Newborn (P2.5) mice were used for intramuscular injections. The AAV mixtures (AAV9-dgRNA (1×1011 GC); AAV9-tLuc reporter (1×1010 GC)) were injected into the tibialis anterior (TA) and quadriceps femoris (QA) muscles under anesthesia. For 3-week-old mice, the mice were anaesthetized with intraperitoneal injection of ketamine (100 mg/kg) and xylazine (10 mg/kg). A small portion of the quadriceps muscle was surgically exposed in the hind limb. The AAVs were injected into the TA muscle and/or the QF muscle using a 33 gauge HAMILTON® syringe. After AAV injection, the skin was closed by stitches, and the mice recovered on a 37° C. warm pad.
Newborn (P0.5) mice were used for facial vein injection as described (Gombash Lampe et al., 2014). The AAV mixtures (AAV9-dgRNA (1×1011 GC); AAV9-tLuc reporter (1×1010 GC)) were injected via the temporal vein of the P0.5 mice.
Neonatal mice were used for intra-cerebral injections as described (Kim et al., 2014). The AAV mixtures (AAV9-dgRNA (5×1010 GC); AAV9-tLuc reporter (1×1010 GC)) were injected intracranially into neonatal mice.

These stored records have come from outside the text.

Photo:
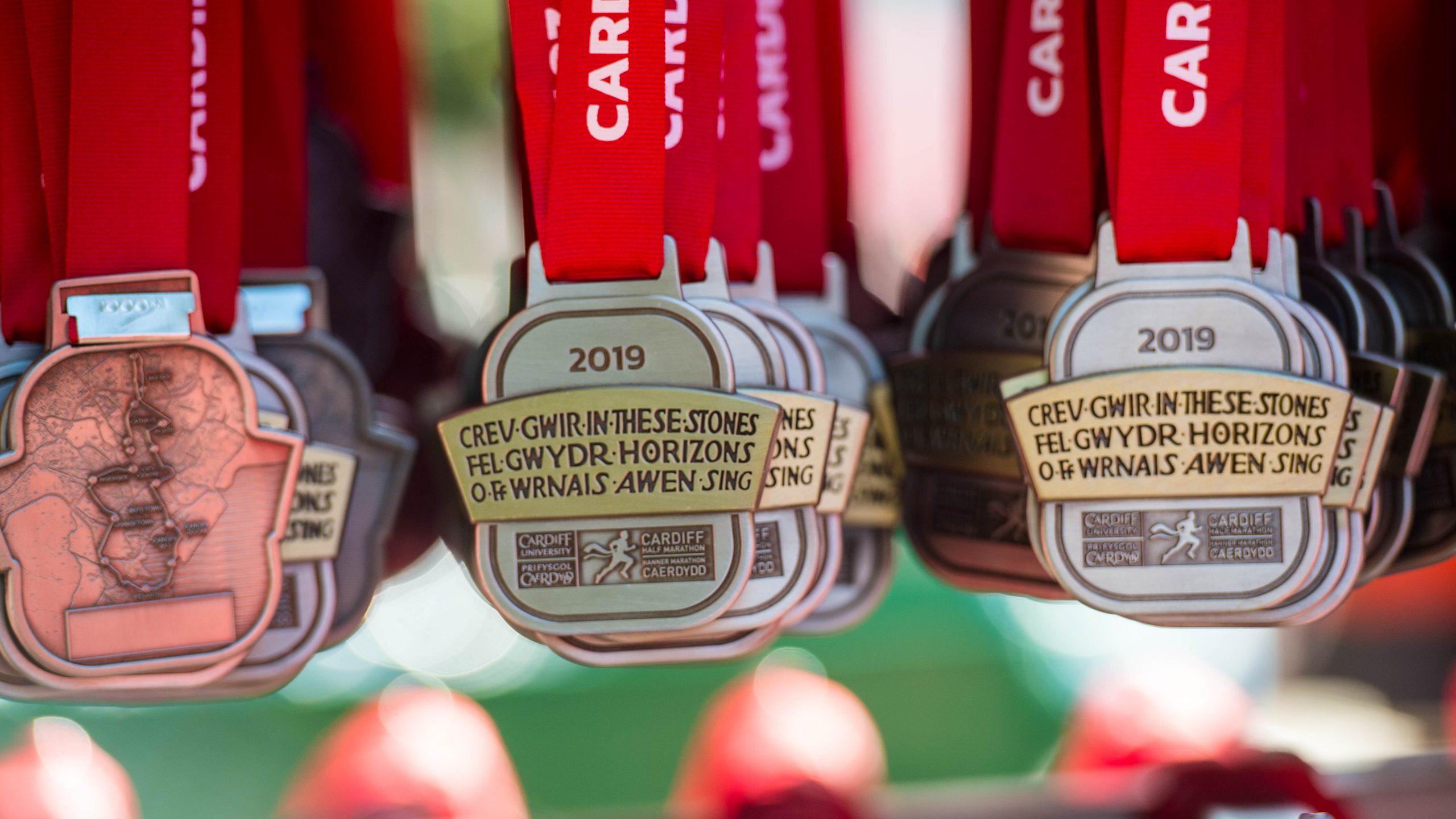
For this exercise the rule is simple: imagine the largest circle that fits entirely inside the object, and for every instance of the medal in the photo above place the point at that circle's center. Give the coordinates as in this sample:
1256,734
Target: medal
1213,553
607,398
172,540
967,493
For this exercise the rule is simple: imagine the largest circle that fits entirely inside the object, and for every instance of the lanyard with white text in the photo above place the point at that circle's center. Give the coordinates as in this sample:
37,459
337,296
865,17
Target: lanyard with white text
149,190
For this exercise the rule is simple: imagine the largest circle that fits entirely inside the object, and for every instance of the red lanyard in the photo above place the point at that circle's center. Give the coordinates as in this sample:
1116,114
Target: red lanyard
987,21
603,198
740,209
1394,30
695,55
276,195
1044,183
792,156
25,251
357,47
535,47
1180,130
48,42
836,129
129,152
1263,201
1314,118
216,144
1111,16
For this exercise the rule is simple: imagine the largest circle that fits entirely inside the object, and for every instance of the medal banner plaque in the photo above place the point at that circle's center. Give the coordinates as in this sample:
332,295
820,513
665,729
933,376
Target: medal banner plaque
950,413
610,452
1186,432
796,474
845,451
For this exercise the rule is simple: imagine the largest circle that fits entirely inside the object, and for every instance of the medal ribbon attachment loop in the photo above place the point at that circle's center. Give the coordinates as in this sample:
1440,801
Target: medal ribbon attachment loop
737,216
695,65
1044,180
605,181
1180,130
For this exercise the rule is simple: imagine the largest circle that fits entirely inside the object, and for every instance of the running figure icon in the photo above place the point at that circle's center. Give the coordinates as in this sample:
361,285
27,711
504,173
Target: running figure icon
1186,532
618,551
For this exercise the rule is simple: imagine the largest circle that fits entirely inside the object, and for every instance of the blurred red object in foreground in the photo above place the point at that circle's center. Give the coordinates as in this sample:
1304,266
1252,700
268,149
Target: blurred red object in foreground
412,752
781,744
1152,712
1256,781
56,771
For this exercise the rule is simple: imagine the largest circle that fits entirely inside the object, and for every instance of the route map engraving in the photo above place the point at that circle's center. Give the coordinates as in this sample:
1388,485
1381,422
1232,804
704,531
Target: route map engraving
159,528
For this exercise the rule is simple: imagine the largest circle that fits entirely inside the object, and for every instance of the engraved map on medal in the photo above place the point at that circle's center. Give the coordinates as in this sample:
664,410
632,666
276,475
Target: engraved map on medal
139,483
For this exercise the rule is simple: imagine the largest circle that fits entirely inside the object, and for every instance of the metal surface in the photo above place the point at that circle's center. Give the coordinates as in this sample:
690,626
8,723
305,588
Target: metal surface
676,346
167,436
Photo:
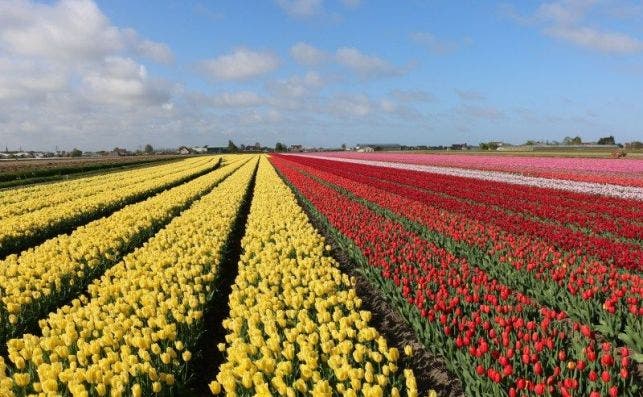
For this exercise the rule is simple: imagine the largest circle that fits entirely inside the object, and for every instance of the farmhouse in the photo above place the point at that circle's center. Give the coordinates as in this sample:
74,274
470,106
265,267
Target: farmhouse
378,147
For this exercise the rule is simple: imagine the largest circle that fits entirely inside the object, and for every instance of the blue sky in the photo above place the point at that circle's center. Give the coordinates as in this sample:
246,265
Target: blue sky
92,75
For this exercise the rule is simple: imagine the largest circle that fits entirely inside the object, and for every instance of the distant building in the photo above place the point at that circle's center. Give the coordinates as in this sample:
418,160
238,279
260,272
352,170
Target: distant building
183,150
119,152
459,146
217,149
379,146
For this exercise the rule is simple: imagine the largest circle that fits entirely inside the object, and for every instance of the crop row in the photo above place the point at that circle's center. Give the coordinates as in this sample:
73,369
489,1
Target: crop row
47,210
135,330
591,291
595,170
618,217
41,278
498,340
295,324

C57BL/6 mice and Cas9 mice (males and females, 8 to 12 weeks old) received tail vein injections of AAV (AAV9-dgRNA (3.5×1012 GC)). Liver tissues and serum samples were collected 13 days after tail vein injections. Collected liver samples were used for qRT-PCR or fixed in 4% Paraformaldehyde (PFA) and then embedded in OCT compound after a PBS wash and quickly frozen in ethanol. Cryostat sections (10 μm) were labeled for insulin, HNF3B, PDX1, or SIX2.
Mice were examined at each time point after electroporation or AAV infection for BLI analysis using an IVIS® Kinetic 2200 (CALIPER LIFE SCIENCES®, now PERKINELMER®). Mice were injected intraperitoneally with 150 mg/kg D-Luciferin (SYNLAB®), anesthetized with isoflurane, and then images were captured within 10 minutes of D-Luciferin injection.

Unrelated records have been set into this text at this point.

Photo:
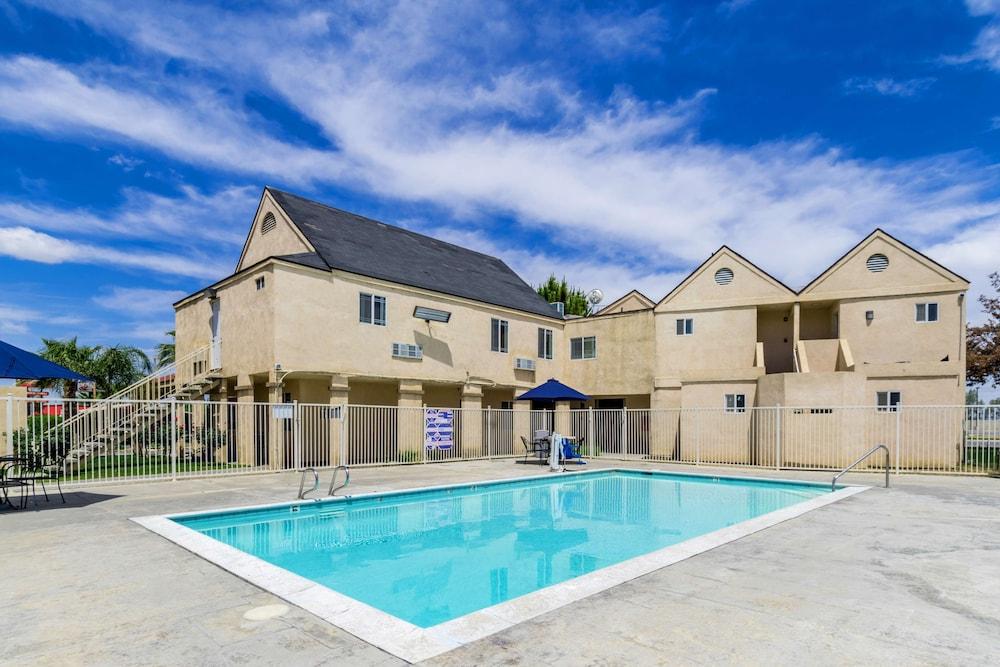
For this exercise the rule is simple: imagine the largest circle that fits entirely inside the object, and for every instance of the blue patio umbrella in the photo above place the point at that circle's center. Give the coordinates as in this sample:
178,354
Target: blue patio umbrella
20,364
552,390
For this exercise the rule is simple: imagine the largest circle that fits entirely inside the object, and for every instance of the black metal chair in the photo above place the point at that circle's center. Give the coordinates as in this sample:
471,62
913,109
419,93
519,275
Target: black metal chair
11,470
41,468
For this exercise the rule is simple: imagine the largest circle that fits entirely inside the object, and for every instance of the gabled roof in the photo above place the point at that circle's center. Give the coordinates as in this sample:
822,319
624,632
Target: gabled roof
880,233
767,277
639,296
367,247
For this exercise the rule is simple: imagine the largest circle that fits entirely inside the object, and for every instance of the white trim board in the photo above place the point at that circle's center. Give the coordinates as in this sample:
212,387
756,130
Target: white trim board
412,643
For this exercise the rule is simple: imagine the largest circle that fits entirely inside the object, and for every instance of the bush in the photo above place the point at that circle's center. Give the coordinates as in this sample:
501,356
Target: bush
42,436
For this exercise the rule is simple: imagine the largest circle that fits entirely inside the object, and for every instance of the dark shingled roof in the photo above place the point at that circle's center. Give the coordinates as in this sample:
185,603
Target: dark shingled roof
371,248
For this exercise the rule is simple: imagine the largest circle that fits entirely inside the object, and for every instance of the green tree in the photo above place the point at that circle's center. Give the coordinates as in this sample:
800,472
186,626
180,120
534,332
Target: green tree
166,353
111,368
574,298
983,342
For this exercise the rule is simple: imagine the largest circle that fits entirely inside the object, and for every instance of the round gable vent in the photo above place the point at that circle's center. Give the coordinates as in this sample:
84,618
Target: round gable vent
724,276
268,224
877,263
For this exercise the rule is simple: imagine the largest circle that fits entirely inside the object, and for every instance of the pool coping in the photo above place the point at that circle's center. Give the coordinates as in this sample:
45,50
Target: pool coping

Cas9 mice (males and females, 8 to 12 weeks old) received an intraperitoneal injection of 15 mg/kg cisplatin (TOCRIS BIOSCIENCE®, Ellisville, Mo.) 8 days after tail vein injection of AAV. Kidney tissues and blood serum samples were collected 4 days after cisplatin administration. Blood serum was assayed for blood urea nitrogen (BUN) and serum creatinine (S-Cre) levels using commercially available assays (QUANTICHROM® Urea Assay Kit and QUAINTCHROM® Creatinine Assay Kit; BioAssay Systems, Hayward, Calif.) as renal function parameters. Collected kidney samples were fixed in 4% paraformaldehyde (PFA), embedded in OCT compound (Sakura Tissue-Tek®) after PBS wash, and quickly frozen in ethanol. Cryostat sections (10 μm) were stained with either hematoxylin and eosin (H&E) or periodic acid-Schiff's reagent (PAS). Tubular necrosis, urinary casts, tubular dilation, and tubular borders were assessed in non-overlapping fields (high power field) as described (Imberti et al., 2015; Li et al., 2016).

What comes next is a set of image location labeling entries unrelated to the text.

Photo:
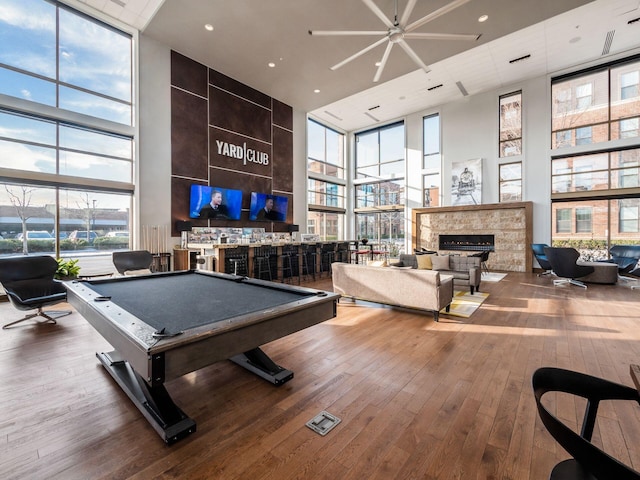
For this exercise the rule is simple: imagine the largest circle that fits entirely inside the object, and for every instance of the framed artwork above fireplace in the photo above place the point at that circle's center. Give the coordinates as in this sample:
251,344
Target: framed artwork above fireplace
466,182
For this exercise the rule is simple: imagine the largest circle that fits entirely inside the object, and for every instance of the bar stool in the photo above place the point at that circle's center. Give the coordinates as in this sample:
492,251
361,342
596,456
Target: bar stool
342,252
239,265
287,267
327,257
262,264
309,255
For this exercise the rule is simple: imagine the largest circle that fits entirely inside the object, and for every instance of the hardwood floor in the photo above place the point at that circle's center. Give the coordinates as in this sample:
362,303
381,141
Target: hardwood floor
417,399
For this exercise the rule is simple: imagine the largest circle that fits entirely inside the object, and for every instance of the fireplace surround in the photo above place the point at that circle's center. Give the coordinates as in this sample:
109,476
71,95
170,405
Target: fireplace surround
510,224
469,243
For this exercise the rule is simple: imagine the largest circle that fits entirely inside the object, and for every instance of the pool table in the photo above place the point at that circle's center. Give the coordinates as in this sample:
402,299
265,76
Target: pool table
165,325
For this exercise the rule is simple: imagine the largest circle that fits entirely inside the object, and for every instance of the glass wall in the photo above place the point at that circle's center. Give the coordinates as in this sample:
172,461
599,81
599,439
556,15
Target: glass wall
380,187
432,161
326,183
67,139
596,194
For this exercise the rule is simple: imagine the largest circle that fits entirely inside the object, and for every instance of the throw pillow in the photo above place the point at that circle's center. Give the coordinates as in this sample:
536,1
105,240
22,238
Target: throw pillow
424,262
440,262
133,273
377,263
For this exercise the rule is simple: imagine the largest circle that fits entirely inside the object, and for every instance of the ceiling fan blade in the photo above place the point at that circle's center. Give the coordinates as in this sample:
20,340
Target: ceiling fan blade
442,36
379,13
361,52
414,56
383,62
435,14
330,33
407,12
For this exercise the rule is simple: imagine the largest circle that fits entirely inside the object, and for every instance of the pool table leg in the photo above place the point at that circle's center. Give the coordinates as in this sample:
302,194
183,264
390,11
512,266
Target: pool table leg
258,362
154,402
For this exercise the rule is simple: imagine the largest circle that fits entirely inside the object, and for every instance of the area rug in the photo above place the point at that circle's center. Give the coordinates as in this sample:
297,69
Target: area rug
492,276
464,304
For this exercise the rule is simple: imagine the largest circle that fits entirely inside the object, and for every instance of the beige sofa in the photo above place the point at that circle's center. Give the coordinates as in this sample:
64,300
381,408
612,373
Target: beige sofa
464,269
422,289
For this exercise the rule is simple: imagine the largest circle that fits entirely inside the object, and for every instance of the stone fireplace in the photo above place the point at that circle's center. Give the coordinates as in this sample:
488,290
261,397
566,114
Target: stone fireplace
469,243
504,229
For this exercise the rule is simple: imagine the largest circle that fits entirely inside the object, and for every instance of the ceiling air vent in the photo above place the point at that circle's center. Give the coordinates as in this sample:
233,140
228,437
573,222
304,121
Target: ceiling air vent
332,115
371,117
520,59
463,90
608,41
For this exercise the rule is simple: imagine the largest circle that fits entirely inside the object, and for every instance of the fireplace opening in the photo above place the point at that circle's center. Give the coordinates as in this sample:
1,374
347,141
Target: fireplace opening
471,243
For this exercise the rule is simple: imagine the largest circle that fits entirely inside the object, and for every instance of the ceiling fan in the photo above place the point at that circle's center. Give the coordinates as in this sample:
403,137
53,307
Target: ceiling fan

Induction of diabetes by high-dose streptozocin (STZ) treatment was performed in Cas9 male mice that were 2-4 months old. A single STZ dose (160 mg/kg) in 0.1 M sodium citrate buffer (pH 4.5) was injected intraperitoneally after the mice were fasted for 5 hours. Forty-eight hours later, the mice were randomly grouped for injection of AAV9 with dgMock or dgPdx1 through tail vein. The blood glucose levels were measured every other day with a ONETOUCH® ULTRA® 2 glucometer (ONETOUCH®) using blood from the tail vein. The mice were sacrificed at indicated times, and livers were dissected and processed for histological analysis.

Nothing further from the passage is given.